You can download a sample pbix file with a Power Query query that extracts the data from a Performance Analyzer json export file and visualises it with my custom visual here. I’m not going to publish the code for any of this officially (at least not yet) because it’s still very much a rough draft; as I write more posts in this series I’ll know I’ll need to fix bugs and add functionality to the M code and the visual so things will change a lot. There are also some quirks in the data I need to understand better. Why am I writing this post if I’m not sharing the code, you may ask? I want to explain how I’m visualising Performance Analyzer data when I show screenshots of me doing so in future posts in this series. The point of the series will be to troubleshoot performance problems; the fact I’m doing so using a hacky, vibe-coded custom visual is important for context but it’s not the main aim. It’s also a great example of how AI enables a completely new type of workflow and allows someone like me to do stuff I couldn’t do before.

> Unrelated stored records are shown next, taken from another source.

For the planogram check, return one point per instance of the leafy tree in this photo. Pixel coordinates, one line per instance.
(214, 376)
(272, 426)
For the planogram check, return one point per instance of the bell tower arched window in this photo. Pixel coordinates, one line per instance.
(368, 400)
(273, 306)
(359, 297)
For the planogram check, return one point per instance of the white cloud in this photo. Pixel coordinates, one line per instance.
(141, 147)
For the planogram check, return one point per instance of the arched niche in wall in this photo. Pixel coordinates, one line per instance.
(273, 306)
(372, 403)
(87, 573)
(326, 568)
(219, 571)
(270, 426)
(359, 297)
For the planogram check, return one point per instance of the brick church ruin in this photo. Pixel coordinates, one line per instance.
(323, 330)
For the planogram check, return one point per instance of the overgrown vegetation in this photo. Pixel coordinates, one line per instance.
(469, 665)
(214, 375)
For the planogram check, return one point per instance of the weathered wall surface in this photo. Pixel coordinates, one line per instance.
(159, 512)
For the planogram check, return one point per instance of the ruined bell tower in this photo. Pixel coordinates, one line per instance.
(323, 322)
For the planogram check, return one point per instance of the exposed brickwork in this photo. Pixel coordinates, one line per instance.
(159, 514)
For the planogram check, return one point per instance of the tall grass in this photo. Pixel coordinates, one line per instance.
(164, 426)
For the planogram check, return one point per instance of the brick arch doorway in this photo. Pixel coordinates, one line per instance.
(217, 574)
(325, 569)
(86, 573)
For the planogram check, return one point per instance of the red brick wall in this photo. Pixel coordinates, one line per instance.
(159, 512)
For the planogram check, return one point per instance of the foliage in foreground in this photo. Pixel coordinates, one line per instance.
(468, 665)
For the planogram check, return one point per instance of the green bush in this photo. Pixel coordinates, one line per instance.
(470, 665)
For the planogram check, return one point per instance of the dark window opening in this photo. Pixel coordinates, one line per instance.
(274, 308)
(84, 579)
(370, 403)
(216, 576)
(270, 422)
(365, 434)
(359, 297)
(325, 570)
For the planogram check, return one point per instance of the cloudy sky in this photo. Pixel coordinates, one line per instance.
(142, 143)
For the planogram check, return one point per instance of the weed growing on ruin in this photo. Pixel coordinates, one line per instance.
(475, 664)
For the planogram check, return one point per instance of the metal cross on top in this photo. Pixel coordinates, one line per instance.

To illustrate what I’ve got so far, I built a report from an Import mode model with a slicer, a line chart, a scatter plot and an Azure Map visual then recorded events in Performance Analyzer in the browser when I changed the slicer selection:

After exporting the Performance Analyzer data to json and importing that data into my pbix file, here’s what my custom visual showed:

The whole interaction took around 0.7 seconds; scrolling down shows the events for each visual grouped together with the first event for a visual being its Visual Container Lifecycle event and other events relating to things like rendering and queries being run displayed underneath. A grey horizontal line marks the end of a visual’s events. I noticed that in this case some of the events associated with a visual seem to take place after the associated Visual Container Lifecycle event has finished and I think this is because these are events that are executed on different physical machines which may have clocks that are slightly out of sync – something that is called out in the docs.

I also used tooltips in the custom visual to display information for specific events like the DAX query:

That’s enough for now. In the next posts in this series I’ll show an example of how you can use Performance Analyzer and this visual to help troubleshoot specific problems.